No one seems to have noticed how tautologous or circular (and therefore illogical), this whole thinking is. Reduced to its essence, the whole argument of the scientific community boils down to this: Anything, to be considered real, must fall within the principles established by science. Outside of these scientific principles, nothing is real. Why? Because science says so. If this is not a completely tautologous or circular argument, I don’t know what is.

Among the phenomena eliminated by this definition are: Intuition, and certain psychic powers such as visions and prophecy.

Anomalous events

Is there such a thing as intuition? No doubt intuition exists, as well as seeing the future, or seeing the unseen, or moving a physical object with only one’s mental powers. Because they are rare, unpredictable and not often repeatable at will, these are classified as mere figments of one’s imagination or at best coincidences, or merely anomalous events.

But as early as the 1800s, some pioneering scientists began noticing the existence of certain mental abilities and events that could not easily be dismissed as mere coincidences or lucky breaks. There were extraordinary individuals who were able to read minds of others under controlled experiments, or those who can see events before they happened, or those who can move objects with their minds alone.

Most of establishment scientists ignored the voluminous proofs as mere fabrications or a result of faulty experimental methods. The orthodox scientists simply cannot accept such phenomena existed. Otherwise, it would render the very foundation of science under question or jeopardy. Worse, they can even be proven to be wrong, or at least inadequate, in explaining the true nature of the physical universe.

Those who openly differed from or opposed the generally accepted laws of science were either laughed at, ridiculed, or even ostracized from the scientific community. A number of them were even hounded and persecuted by the establishment, like what happened to the visionary Joan of Arc in the Middle Ages, and the astronomer Galileo in the 16th century.

If I’m not mistaken, it was the philosopher and mathematician Alfred North Whitehead who said that: “A really new idea appears ridiculous when it is first introduced.” Note the following examples: When the Wright brothers said that man can create a machine that can fly, the idea was considered ridiculous. So was Alexander Graham Bell’s idea that the human voice could be transmitted over long distances through wire, or Henry Ford’s idea of making a horseless carriage, later called an automobile or car.

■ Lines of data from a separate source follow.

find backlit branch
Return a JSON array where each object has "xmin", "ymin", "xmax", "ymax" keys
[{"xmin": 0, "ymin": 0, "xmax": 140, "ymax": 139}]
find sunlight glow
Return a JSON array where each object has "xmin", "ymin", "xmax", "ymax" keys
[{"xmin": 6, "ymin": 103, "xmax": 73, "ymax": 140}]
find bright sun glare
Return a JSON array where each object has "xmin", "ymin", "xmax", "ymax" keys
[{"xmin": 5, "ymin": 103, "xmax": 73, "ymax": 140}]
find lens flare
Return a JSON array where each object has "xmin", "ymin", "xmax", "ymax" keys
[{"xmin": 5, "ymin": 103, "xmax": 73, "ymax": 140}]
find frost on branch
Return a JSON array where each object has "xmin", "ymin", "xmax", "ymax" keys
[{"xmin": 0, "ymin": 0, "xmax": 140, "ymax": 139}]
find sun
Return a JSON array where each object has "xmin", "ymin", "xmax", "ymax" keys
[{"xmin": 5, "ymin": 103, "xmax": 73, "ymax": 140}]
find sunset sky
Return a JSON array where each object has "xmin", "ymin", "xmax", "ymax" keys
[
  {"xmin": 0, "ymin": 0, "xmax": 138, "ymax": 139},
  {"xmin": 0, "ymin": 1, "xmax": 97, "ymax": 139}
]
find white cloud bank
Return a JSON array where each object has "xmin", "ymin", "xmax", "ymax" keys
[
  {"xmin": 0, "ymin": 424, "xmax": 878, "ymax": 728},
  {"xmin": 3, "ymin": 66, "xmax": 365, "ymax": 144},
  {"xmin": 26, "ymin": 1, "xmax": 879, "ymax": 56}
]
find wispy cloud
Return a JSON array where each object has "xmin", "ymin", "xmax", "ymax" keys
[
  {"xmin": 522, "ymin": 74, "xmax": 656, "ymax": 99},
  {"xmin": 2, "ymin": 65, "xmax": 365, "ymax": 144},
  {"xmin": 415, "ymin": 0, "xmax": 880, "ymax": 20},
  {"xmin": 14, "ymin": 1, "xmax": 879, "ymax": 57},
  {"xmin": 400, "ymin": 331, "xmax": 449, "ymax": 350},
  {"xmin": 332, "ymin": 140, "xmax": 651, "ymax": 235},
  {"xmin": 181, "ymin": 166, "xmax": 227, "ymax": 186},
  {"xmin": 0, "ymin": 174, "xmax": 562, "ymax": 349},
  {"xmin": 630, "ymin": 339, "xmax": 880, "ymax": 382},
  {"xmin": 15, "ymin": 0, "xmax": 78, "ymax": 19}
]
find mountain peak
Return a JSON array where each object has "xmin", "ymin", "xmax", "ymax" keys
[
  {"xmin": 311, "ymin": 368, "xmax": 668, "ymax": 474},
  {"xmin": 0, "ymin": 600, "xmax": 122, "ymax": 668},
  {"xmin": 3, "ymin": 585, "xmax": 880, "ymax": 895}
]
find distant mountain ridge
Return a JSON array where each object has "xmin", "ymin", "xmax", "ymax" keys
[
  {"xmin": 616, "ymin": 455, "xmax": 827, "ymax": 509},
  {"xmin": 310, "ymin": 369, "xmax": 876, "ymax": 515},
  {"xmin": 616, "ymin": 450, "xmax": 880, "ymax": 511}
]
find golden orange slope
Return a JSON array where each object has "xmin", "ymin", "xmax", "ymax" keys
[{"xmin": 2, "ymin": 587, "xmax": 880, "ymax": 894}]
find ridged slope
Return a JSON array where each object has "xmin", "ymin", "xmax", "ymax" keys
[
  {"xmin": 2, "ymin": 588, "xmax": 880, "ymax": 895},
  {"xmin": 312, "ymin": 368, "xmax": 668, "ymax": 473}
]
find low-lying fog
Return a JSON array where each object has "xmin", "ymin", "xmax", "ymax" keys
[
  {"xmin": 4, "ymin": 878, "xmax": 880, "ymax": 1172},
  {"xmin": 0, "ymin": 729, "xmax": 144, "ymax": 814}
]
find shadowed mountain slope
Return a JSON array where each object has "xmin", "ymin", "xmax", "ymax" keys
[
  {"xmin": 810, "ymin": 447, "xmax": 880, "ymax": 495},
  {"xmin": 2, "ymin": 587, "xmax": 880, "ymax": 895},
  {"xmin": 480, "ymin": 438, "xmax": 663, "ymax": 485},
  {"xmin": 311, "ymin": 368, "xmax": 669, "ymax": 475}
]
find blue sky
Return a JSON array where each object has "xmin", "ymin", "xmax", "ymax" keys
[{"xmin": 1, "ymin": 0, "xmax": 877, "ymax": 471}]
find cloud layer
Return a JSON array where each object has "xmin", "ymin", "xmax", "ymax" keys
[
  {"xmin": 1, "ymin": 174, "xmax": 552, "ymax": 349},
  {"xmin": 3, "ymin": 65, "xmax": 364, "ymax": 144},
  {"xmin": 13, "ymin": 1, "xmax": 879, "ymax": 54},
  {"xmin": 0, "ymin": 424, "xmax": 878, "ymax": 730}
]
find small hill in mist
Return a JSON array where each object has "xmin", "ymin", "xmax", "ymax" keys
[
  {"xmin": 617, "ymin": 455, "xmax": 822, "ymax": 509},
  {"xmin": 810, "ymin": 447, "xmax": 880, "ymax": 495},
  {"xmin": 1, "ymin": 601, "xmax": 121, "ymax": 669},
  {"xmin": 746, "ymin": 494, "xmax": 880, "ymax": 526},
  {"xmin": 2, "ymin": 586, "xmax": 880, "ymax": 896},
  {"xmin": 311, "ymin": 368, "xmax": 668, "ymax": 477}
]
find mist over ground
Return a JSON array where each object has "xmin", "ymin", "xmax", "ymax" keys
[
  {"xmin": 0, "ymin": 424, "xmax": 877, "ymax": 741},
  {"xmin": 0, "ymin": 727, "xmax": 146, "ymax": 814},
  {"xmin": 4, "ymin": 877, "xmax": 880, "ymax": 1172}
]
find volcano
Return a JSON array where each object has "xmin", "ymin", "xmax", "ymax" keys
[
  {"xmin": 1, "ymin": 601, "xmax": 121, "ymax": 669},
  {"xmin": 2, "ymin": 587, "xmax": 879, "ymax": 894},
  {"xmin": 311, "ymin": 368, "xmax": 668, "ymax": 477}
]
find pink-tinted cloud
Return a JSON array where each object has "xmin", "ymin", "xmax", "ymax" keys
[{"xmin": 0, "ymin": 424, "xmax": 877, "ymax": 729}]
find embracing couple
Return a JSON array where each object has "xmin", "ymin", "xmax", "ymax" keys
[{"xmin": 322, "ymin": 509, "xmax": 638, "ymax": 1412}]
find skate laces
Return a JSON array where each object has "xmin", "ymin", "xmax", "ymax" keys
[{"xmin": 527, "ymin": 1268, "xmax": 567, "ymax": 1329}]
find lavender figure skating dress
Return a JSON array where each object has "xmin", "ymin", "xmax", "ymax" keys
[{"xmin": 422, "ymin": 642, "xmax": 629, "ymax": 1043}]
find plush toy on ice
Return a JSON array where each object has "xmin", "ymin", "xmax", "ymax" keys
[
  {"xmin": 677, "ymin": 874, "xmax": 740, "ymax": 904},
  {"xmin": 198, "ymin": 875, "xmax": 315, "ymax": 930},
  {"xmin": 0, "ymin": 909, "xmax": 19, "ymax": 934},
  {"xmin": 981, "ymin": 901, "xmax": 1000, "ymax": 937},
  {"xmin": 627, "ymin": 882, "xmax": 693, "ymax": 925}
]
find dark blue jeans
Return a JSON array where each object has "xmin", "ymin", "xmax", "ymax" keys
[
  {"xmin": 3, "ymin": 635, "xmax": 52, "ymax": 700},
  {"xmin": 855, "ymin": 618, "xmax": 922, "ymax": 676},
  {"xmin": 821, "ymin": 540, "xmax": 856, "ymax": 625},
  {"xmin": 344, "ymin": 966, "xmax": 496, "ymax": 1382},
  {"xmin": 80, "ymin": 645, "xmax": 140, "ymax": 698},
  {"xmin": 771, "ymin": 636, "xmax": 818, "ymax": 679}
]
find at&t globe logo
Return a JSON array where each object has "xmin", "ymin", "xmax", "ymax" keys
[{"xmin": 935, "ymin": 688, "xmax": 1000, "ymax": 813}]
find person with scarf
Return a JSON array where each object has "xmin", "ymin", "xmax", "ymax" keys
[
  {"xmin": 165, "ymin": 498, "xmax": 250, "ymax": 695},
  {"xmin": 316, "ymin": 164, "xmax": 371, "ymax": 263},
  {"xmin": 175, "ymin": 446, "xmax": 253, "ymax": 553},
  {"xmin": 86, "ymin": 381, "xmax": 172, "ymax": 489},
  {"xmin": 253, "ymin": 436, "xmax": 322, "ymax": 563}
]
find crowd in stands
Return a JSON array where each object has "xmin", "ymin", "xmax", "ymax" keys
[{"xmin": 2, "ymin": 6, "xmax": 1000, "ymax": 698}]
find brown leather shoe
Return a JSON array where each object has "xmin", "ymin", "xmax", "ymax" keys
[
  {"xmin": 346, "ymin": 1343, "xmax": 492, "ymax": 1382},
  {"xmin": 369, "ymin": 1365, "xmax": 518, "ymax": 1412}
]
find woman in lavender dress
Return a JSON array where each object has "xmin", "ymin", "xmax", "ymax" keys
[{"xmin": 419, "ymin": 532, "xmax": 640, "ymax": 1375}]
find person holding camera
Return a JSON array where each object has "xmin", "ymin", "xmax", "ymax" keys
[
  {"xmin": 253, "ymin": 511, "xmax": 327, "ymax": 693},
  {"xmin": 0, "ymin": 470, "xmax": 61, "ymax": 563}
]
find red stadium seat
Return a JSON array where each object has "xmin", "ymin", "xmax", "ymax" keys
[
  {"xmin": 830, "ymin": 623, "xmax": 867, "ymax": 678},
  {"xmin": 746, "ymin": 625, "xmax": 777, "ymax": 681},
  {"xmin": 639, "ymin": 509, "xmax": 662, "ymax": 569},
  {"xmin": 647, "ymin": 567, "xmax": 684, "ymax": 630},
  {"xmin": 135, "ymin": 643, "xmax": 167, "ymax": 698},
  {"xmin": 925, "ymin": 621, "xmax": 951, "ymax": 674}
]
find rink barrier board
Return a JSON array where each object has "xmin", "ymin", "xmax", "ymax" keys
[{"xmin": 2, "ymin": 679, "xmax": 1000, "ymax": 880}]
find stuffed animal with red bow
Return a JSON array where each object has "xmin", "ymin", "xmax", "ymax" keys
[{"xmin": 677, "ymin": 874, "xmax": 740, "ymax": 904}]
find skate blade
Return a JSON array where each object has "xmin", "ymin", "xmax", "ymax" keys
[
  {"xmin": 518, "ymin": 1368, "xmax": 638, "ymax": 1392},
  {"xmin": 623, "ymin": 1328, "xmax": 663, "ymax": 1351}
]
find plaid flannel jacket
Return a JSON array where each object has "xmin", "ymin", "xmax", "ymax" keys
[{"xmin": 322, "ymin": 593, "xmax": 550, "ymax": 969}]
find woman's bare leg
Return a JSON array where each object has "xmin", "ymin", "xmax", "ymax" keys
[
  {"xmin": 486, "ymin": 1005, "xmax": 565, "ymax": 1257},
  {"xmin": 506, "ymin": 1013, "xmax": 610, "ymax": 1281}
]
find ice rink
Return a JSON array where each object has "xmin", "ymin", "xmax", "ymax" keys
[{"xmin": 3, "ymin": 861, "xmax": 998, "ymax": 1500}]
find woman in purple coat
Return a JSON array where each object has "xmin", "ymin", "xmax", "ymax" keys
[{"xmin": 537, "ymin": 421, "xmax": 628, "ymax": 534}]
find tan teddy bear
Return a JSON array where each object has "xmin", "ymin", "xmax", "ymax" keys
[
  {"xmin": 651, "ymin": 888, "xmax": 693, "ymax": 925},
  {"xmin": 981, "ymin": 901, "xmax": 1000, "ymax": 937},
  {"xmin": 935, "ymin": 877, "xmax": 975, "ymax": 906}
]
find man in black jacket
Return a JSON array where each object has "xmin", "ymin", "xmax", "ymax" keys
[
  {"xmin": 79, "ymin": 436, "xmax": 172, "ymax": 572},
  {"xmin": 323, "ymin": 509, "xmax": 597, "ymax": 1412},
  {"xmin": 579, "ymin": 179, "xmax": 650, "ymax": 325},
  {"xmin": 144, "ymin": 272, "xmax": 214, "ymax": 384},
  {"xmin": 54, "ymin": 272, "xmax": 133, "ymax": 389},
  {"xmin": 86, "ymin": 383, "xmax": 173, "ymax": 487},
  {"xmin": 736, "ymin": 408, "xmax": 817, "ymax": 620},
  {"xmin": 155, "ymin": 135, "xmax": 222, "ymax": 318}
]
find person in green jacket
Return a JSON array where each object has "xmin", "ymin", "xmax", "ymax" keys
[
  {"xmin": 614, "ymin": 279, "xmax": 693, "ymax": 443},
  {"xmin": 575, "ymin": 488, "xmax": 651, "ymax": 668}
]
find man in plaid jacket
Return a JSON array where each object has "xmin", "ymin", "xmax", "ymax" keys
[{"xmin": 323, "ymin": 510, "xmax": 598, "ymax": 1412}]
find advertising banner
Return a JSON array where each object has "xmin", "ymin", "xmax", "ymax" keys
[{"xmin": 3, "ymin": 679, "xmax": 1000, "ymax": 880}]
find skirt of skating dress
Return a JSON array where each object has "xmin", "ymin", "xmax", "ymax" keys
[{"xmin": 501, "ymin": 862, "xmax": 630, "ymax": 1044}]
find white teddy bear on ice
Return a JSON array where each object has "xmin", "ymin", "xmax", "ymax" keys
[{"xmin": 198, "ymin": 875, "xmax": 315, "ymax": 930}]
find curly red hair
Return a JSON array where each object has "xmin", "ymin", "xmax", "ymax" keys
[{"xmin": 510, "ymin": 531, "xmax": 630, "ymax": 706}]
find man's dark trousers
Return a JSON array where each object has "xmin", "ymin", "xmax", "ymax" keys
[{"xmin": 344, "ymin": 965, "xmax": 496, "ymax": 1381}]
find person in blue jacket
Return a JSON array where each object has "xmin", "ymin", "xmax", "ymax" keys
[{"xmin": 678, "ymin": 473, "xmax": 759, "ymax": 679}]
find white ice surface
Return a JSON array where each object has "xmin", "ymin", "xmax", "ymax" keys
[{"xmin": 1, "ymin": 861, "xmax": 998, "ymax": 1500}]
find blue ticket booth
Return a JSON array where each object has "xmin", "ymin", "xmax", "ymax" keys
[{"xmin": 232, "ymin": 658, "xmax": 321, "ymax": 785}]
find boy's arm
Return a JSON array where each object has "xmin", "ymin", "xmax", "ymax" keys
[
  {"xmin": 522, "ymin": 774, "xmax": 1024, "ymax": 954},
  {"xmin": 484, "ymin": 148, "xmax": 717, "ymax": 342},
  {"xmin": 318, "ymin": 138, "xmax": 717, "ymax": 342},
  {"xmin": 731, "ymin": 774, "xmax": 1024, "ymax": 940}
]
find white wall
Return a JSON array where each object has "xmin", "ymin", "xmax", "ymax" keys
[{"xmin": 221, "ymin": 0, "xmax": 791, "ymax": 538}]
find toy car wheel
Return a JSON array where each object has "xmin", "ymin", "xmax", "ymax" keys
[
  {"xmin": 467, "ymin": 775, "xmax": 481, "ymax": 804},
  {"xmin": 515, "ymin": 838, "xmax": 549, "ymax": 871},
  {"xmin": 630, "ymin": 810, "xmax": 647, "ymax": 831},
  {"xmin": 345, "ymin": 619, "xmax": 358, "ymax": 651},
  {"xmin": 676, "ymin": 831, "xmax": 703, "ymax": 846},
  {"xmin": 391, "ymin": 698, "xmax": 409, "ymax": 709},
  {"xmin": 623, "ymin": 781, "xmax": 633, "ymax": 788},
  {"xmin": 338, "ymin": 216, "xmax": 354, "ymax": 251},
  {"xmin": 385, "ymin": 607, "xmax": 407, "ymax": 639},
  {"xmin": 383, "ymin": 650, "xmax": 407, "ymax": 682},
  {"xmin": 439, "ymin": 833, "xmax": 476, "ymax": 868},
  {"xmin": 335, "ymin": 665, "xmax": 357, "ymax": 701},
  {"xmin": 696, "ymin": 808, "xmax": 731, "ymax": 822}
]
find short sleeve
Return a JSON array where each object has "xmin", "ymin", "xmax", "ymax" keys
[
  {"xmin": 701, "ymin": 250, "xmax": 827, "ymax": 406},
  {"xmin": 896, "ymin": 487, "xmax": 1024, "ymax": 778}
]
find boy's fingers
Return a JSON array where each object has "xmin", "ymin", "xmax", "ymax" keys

Another astute thinker observed that a new idea undergoes three stages of development: First it is denied, second, it is opposed vehemently, and third, it is accepted as self-evident truth.

The same thing has happened and is happening in the case of intuition, extra-sensory perception and even paranormal phenomena (which, by the way, is a misnomer and an unfortunate choice of word). Something is paranormal which does not constitute what is accepted as “normal” by science. Actually, there is no such thing as paranormal phenomenon, except what we have chosen to define as such. There is no such thing as miracles in the sense of contrary or opposed to nature. Miracles should be defined as occurrences that seem to defy the laws of nature as we know them. Nothing can go against nature. Everything that happens on earth is normal, natural and logically explainable, including paranormal phenomena.